The enlarged society will have a network of 91 branches and agencies. No branches or agencies will be closed as a result of the merger and all Stroud & Swindon branch staff will be retained. There will be no change to In the Loop Mortgages, the intermediary arm of Stroud & Swindon.
Total membership of the new society will increase from over 1.2 million to around 1.5 million, and the overall asset size will increase from £18.4bn to £21.1bn.
Approximately two thirds of Stroud & Swindon’s 251,000 savings accounts will see interest rates improved on completion of the merger to match equivalent products offered by Coventry.

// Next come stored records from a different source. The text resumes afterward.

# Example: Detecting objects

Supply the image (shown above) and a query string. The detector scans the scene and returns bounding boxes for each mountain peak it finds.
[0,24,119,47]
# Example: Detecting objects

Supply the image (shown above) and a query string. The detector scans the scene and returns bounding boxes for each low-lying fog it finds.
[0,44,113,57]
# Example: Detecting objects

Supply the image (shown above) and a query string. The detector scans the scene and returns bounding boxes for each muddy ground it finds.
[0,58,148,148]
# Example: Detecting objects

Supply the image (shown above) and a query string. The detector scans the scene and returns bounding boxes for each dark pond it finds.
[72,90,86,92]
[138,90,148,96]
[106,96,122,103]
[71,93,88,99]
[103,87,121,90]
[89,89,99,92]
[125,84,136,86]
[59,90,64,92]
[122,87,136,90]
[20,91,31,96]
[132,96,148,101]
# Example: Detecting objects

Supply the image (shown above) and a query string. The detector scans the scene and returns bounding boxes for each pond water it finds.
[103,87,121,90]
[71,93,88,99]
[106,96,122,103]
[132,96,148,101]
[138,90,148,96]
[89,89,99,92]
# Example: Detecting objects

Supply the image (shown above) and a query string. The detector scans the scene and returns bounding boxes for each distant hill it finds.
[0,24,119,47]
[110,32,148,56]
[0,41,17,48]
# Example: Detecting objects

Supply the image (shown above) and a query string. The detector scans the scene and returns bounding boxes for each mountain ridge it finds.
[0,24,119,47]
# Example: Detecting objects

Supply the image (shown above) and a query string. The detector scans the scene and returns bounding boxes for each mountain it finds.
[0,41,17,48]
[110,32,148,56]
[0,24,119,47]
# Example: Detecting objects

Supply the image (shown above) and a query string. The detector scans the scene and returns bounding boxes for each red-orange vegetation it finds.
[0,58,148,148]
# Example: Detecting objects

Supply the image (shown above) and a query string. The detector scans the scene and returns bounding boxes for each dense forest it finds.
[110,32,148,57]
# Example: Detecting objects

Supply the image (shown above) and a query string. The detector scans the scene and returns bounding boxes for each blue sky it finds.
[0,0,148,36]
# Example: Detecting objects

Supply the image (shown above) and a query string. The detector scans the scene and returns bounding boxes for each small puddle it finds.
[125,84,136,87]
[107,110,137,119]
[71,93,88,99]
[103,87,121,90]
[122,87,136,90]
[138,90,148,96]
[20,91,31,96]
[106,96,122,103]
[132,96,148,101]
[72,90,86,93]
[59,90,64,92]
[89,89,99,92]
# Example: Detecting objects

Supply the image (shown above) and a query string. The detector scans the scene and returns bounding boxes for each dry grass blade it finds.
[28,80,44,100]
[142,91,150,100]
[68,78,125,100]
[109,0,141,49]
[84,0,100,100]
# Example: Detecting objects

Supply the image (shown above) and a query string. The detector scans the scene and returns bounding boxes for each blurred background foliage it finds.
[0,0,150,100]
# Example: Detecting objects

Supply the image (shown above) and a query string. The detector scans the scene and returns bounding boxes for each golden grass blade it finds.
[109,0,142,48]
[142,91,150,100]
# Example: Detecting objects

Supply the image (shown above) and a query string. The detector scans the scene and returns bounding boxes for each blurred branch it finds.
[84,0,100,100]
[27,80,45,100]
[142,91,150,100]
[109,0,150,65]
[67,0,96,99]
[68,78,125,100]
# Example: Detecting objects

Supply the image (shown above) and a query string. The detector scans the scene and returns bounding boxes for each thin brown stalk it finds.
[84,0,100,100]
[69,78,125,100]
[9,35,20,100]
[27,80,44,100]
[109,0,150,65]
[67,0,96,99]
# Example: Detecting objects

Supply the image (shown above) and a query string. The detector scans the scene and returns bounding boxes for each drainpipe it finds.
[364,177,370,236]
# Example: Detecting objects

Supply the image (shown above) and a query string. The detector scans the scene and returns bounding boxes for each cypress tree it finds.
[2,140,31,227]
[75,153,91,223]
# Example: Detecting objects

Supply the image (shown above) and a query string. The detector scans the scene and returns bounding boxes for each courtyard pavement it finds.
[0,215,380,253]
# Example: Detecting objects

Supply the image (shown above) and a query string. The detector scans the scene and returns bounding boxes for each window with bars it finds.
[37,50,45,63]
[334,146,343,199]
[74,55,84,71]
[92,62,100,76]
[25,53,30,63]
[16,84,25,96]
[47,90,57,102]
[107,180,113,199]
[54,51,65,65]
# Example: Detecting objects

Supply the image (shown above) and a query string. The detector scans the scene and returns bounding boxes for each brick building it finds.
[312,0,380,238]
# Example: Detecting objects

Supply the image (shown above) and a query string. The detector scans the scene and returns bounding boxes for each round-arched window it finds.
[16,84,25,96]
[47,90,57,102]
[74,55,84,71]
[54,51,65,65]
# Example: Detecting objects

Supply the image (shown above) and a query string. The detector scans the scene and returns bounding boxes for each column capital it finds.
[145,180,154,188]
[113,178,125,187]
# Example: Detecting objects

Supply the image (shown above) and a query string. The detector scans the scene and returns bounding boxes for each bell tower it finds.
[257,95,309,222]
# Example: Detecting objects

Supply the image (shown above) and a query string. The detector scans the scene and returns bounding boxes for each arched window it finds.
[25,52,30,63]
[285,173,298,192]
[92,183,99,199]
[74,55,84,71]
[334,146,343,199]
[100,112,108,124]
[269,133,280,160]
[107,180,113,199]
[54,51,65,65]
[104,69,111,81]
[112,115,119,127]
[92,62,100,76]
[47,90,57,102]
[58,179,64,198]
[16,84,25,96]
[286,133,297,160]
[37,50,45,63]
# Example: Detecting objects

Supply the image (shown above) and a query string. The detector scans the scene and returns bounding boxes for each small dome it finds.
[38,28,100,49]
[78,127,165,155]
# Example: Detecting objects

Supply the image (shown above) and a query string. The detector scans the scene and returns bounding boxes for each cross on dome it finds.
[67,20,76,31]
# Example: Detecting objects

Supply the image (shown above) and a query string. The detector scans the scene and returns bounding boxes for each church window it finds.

Stroud & Swindon traditional residential mortgage customers who are currently paying, or are linked to, its residential Standard Variable Rate (SVR) of 5.99% will move to Coventry’s lower SVR of 4.74%.
John Sutherland, chief executive of Stroud & Swindon Building Society, said: “In considering a number of options, we believe that Coventry Building Society’s commitment to long term member value, fairness, strategic prudence and local communities, provides Stroud & Swindon members with the best possible future.”
Coventry had assets of £18.4bn at 31 December 2009 and Stroud & Swindon had assets of over £2.7 bn.
Stroud & Swindon Building Society will be asked to vote on the proposed merger on 16 June 2010.
The merger is expected to be effective on 1 September 2010 and is subject to FSA confirmation.